A satisfação conjugal: Relações com vinculação, regulação emocional e gratidão
Publication . Morgado, Clara da Mota Veiga Lopes; Santos, Antonio José dos
O presente estudo tem como objetivo a compreensão da relação entre a Vinculação e a Satisfação Conjugal, sob a influência das capacidades de Regulação Emocional e de Gratidão, dos participantes. A vinculação na idade adulta refere-se ao padrão emocional e comportamental, desenvolvido perante relacionamentos significativos, atuando sobre a perceção de satisfação no casal. A regulação emocional deve-se à capacidade de gestão emocional, enquanto a gratidão promove a valorização das ações do parceiro, esclarecendo a integração de tais variáveis na investigação.
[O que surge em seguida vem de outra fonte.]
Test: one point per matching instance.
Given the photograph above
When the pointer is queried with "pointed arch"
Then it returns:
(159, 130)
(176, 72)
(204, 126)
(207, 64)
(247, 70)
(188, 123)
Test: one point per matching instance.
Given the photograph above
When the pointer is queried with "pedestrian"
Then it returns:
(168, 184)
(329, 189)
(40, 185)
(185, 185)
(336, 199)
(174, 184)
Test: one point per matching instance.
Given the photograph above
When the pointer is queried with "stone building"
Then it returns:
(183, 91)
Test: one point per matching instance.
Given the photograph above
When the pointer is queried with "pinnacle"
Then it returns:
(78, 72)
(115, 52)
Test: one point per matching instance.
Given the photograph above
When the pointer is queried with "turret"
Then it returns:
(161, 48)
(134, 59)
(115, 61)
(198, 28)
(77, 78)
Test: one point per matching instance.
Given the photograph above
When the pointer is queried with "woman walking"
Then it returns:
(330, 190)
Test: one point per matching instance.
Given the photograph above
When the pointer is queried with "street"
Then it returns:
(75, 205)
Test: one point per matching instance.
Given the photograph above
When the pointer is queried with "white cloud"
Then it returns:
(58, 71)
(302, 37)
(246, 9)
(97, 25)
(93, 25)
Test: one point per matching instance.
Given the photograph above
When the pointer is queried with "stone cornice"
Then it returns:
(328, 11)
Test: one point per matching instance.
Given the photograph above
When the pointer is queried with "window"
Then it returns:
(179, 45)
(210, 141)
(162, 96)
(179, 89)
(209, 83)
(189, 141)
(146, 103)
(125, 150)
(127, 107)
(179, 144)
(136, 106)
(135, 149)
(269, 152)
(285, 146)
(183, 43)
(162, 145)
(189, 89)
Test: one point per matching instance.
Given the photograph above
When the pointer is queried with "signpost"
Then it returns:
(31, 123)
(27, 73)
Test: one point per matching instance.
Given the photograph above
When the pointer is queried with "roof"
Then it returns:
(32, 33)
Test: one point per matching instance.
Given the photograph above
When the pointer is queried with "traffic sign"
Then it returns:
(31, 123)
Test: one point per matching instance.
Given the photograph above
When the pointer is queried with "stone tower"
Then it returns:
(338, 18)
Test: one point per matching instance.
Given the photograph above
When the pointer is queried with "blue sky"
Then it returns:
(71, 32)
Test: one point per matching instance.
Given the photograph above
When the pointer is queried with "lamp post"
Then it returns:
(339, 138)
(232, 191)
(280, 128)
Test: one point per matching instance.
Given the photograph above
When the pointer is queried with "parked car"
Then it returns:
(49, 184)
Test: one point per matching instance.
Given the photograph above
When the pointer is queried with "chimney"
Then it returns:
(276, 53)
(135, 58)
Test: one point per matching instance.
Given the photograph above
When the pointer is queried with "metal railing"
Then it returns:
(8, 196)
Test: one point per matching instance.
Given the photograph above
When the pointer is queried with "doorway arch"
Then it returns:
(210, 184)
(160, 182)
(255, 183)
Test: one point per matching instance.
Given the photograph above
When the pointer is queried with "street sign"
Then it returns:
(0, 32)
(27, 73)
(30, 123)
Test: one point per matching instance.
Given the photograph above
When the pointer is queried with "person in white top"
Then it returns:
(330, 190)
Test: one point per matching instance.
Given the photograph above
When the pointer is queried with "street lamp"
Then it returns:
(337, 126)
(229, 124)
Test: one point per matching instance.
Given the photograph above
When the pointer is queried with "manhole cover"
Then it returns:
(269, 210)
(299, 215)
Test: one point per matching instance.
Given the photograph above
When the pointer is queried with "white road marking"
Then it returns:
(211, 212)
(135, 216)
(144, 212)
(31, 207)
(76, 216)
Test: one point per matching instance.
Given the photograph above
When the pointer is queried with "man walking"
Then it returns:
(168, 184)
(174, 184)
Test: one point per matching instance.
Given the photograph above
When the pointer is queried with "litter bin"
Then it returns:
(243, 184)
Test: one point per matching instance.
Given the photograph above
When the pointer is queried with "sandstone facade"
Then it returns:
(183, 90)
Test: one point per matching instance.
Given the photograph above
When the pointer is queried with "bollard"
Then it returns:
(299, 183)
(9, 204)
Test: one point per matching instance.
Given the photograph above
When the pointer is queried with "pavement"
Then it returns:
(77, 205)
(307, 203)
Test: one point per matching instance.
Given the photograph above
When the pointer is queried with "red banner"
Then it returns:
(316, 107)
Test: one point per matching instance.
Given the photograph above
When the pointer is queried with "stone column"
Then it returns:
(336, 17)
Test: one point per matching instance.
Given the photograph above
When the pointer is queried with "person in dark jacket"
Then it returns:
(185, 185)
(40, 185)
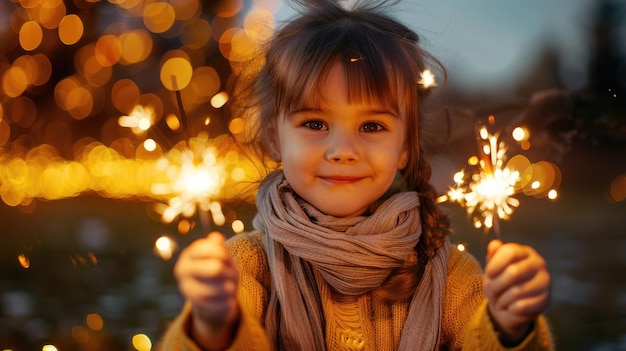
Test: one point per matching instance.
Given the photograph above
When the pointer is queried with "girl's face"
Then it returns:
(340, 156)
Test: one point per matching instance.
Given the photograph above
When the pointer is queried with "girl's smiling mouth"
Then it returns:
(340, 179)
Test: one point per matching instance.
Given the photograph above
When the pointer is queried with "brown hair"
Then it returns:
(382, 62)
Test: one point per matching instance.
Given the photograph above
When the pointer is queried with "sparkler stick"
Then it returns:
(179, 102)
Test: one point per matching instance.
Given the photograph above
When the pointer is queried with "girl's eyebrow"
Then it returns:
(373, 111)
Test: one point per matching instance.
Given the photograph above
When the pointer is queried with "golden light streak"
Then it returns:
(139, 120)
(23, 260)
(141, 342)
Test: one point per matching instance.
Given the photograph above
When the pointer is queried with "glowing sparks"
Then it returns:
(487, 194)
(489, 191)
(165, 247)
(427, 79)
(196, 178)
(23, 260)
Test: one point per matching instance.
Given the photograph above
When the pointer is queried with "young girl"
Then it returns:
(350, 251)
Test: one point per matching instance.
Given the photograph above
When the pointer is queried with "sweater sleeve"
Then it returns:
(466, 324)
(252, 294)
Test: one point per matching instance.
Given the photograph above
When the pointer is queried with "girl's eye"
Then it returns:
(315, 125)
(372, 127)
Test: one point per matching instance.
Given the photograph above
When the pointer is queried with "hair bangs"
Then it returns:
(370, 61)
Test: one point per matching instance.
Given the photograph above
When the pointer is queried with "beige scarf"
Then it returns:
(353, 255)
Para a concretização do estudo, foram utilizadas as seguintes medidas: Experiências nas Relações Próximas – Estruturas Relacionais (ECR-RS); Questionário de Regulação Emocional (ERQ); Questionário de Gratidão (GQ-6); Escala de Gratidão, Ressentimento e Apreço (GRAT); Escala de Ajustamento Diádico (RDAS). A presente amostra engloba adultos com idades compreendidas entre os 18 e 79 anos. Os resultados sugerem que, a gratidão diária detém de um papel mediador na relação entre vinculação segura e satisfação conjugal. Por outro lado, a supressão emocional não revela ter um papel mediador, na respetiva associação.